History of Missouri

By | September 23, 2022

Missouri, state in the middle of America nicknamed Show Me State. According to ablogtophone, Missouri has an area of ​​180,693 km² and approximately 6 million inhabitants. Jefferson City is the state capital.

Present-day Missouri was populated by various Native American tribes before the arrival of white settlers. The Spanish explorer and conquistador Hernando de Soto was the first to penetrate the interior of the Americas. The French had the area under control for a long time after this.

The Frenchman Pierre Laclède founded the city of St. Louis in 1764. After 1763, the area west of the Mississippi River became part of Spain. Missouri at that time was part of the great Louisiana territory that was bought by Jefferson in 1803 from Napoleon who had conquered it from the Spaniards a few years earlier.

Much trade took place in Missouri. This mainly from the city of St. Louis which is located at the confluence of the Mississippi and Missouri rivers.

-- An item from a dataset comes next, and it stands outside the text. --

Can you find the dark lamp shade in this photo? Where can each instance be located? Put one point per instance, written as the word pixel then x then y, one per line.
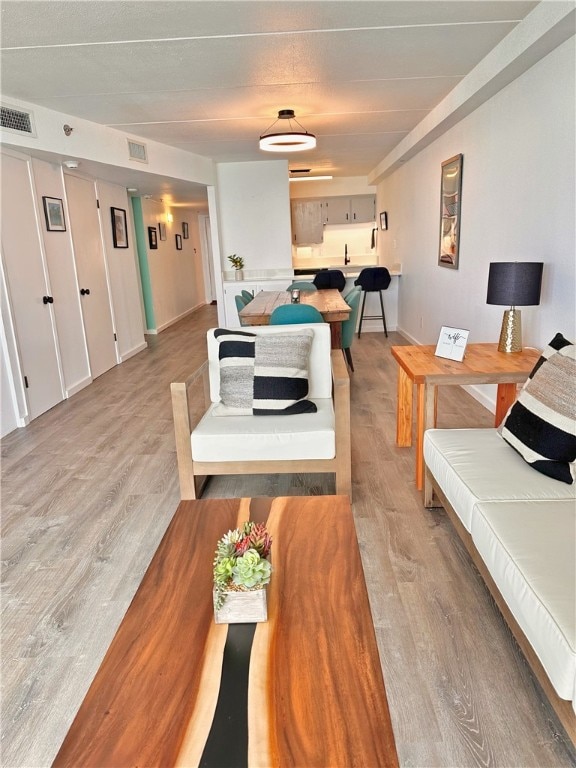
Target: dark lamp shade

According to bestitude, the state joined the Union on August 10, 1821. During the American Civil War (1861-1865), the state sided with the Union of Northern States.

Flag & Seal

Missouri Flag

The Missouri flag was adopted on March 23, 1913, and consists of three horizontal bands of red, white, and blue. In the center of the flag is the state seal. Around the seal are 24 stars because the state was the 24th to join the United States.

Two bears can be seen in the seal of the state. Below it, in a yellow ribbon, is the motto of the state: Salus Populi Suprema Lex Esto. This means as much as ‘the welfare of the people shall be the supreme law’.

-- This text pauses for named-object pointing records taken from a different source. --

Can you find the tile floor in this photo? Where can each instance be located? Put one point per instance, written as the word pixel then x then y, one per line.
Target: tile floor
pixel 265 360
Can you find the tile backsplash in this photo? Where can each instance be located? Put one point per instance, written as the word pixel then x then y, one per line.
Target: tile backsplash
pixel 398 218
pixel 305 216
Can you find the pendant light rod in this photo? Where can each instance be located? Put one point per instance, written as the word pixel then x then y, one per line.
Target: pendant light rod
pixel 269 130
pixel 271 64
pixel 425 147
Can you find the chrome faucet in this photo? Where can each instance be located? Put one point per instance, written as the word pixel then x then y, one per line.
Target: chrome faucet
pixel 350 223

Ulysses S Grant National Historic Site

Ulysses S. Grant was the 18th President of the United States of America from 1869 – 1877 and also a Union General during the American Civil War. Grant was born on April 27, 1822 as Hiran Ulysses Grant in the town of Point Pleasant in Clermont County, Ohio. His father was a tanner, Jesse Root Grant, and his mother, Hannah, née Simpson. In 1823, the family decided to move to the village of Georgetown in Brown County, Ohio. It was here that Grant spent most of his childhood and youth until the age of 17.

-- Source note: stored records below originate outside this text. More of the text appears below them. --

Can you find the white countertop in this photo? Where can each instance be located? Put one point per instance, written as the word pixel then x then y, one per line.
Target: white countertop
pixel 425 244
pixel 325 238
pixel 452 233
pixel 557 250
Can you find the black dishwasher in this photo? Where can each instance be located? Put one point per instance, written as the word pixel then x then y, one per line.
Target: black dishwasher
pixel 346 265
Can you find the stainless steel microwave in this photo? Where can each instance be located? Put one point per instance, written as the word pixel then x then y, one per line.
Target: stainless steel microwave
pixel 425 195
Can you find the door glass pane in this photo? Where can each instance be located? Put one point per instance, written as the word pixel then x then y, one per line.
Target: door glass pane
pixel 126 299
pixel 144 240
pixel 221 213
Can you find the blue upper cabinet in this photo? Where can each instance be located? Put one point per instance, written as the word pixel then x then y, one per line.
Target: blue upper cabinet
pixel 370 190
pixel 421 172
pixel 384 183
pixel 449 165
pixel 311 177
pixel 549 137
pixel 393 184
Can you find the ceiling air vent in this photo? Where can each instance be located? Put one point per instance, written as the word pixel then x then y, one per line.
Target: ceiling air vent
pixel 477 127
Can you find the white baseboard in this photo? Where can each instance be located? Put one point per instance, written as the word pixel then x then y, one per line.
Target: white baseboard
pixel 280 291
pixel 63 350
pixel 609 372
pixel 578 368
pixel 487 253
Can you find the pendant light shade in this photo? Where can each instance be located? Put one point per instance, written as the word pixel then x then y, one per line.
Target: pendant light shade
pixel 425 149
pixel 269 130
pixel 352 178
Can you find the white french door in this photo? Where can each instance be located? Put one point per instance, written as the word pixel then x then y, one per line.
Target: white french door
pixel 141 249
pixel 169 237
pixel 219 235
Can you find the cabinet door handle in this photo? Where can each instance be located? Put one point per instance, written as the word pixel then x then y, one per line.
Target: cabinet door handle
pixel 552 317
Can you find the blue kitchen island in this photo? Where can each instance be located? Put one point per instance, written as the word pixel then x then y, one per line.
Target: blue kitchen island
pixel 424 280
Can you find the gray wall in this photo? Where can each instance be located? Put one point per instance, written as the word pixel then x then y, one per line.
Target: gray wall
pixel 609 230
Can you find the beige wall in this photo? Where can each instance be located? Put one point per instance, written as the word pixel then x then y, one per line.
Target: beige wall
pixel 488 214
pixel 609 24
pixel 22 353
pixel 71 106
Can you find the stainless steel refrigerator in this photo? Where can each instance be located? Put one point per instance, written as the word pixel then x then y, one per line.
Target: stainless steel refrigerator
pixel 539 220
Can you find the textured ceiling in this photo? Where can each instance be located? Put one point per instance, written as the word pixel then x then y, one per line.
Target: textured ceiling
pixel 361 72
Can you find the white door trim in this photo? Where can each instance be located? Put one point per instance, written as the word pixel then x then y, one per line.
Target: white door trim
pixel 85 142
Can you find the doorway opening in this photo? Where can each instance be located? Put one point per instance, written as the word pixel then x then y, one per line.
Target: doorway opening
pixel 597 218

At the age of 17, he became a cadet at the military academy at West Point. However, Congressman Thomas L. Hamer mistakenly nominated him under the name of Ulysses Simpson Grant, which of course Grant did not agree with, but he was no longer able to defeat the state bureaucracy. Even after completing his studies, he continued to use the name, but Simpson replaced only the middle initial S. Grant graduated from West Point in 1843 and during his time at the academy gained a reputation as a fearless and skilled horseman. In 1848, Grant married Julia Boggs Dent, with whom he had four children – Frederick Dent Grant, Ulysses S. Grant Jr., Ellen (Nellie) Grant, and Jesse Root Grant.

Grant was considered the greatest general of his time, as well as one of the greatest strategists of all time. During the American Civil War, he managed to win many battles, eventually becoming the highest commanding general of all the Union armies. He is also credited with a decisive role in the Union’s victory in this war. Grant later became the 18th President of the United States, serving two terms from March 4, 1869 to March 3, 1877. However, historians consider his term one of the weakest in American history, yet his presence in the White House had a stabilizing influence in critical periods. He supported black suffrage and sought to establish equality for all races. These activities made him very unpopular among the white population, but later helped him gain the necessary respect.

Grant was used to drinking large amounts of alcohol and had already started smoking a large number of cigars during the war. It is estimated that he managed to smoke over 10 thousand cigars in 5 years. This habit most likely contributed to Grant developing throat cancer in his later years. He died on July 23, 1885. Today, visitors can enjoy the nearby town of St. Louis in Missouri, they can see the house in which the American president spent most of his life with his wife and family. The main green house, along with other 19th-century buildings, is managed by the National Park Service.